An Online Algorithm for Large Scale Image Similarity Learning
Venue
Advances in Neural Information Processing Systems (2009)
Publication Year
2009
Authors
Gal Chechik, Varun Sharma, Uri Shalit, Samy Bengio
BibTeX
Abstract
Learning a measure of similarity between pairs of objects is a fundamental problem
in machine learning. It stands in the core of classifications methods like kernel
machines, and is particularly useful for applications like searching for images
that are similar to a given image or finding videos that are relevant to a given
video. In these tasks, users look for objects that are not only visually similar
but also semantically related to a given object.
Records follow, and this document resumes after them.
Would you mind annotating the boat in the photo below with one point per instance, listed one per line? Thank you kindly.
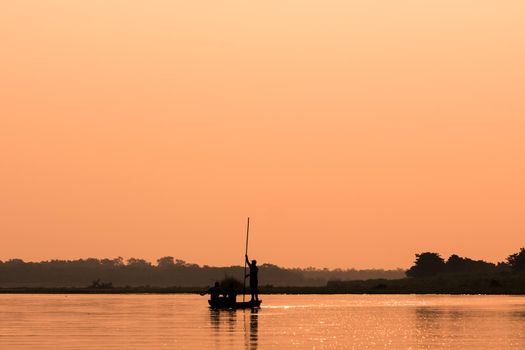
(226, 304)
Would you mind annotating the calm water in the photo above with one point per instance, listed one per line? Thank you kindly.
(320, 322)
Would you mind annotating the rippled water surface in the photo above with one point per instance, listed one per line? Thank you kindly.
(285, 321)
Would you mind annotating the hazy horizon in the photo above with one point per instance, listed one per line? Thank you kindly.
(354, 134)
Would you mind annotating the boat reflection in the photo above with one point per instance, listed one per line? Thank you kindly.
(225, 322)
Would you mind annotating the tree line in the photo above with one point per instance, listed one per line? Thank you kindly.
(167, 272)
(430, 264)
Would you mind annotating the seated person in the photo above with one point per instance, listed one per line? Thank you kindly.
(215, 292)
(231, 294)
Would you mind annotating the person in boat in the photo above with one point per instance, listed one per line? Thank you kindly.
(254, 282)
(231, 294)
(215, 292)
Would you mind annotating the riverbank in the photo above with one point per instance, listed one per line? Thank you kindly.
(501, 283)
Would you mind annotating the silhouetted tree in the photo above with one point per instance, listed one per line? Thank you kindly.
(166, 261)
(517, 260)
(134, 262)
(456, 263)
(426, 264)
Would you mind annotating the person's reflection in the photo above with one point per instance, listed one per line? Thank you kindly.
(254, 324)
(232, 320)
(215, 319)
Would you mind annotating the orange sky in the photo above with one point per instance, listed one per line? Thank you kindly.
(354, 133)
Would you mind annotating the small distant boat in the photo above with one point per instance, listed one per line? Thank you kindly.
(226, 304)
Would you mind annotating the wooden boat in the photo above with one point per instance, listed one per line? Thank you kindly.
(226, 304)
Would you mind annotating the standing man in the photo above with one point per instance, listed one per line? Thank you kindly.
(254, 282)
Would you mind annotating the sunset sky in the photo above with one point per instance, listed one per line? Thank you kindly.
(353, 133)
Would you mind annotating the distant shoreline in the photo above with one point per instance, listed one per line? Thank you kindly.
(402, 286)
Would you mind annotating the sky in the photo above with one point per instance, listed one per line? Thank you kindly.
(353, 133)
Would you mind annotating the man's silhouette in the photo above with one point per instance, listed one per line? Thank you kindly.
(215, 291)
(254, 282)
(231, 294)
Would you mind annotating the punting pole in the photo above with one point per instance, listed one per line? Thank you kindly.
(245, 254)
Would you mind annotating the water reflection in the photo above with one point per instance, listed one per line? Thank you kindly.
(254, 325)
(143, 322)
(225, 322)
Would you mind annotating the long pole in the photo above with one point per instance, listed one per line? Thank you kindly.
(245, 255)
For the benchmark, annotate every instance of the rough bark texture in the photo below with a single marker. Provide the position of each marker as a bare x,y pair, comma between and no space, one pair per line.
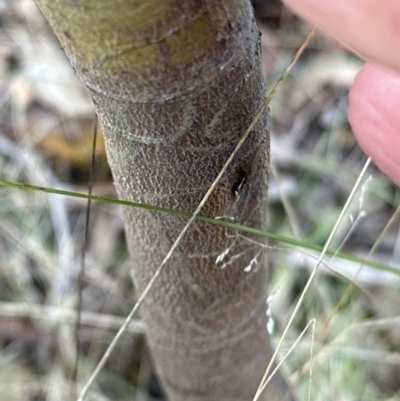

Unfortunately, current approaches
for learning similarity do not scale to large datasets, especially when imposing
metric constraints on the learned similarity. We describe OASIS, a method for
learning pairwise similarity that is fast and scales linearly with the number of
objects and the number of non-zero features. Scalability is achieved through online
learning of a bilinear model over sparse representations using a large margin
criterion and an efficient hinge loss cost. OASIS is accurate at a wide range of
scales: on a standard benchmark with thousands of images, it is more precise than
state-of-the-art methods, and faster by orders of magnitude. On 2 millions images
collected from the web, OASIS can be trained within 3 days on a single CPU. The
non-metric similarities learned by OASIS can be transformed into metric
similarities, achieving higher precisions than similarities that are learned as
metrics in the first place. This suggests an approach for learning a metric from
data that is larger by two orders of magnitude than was handled before.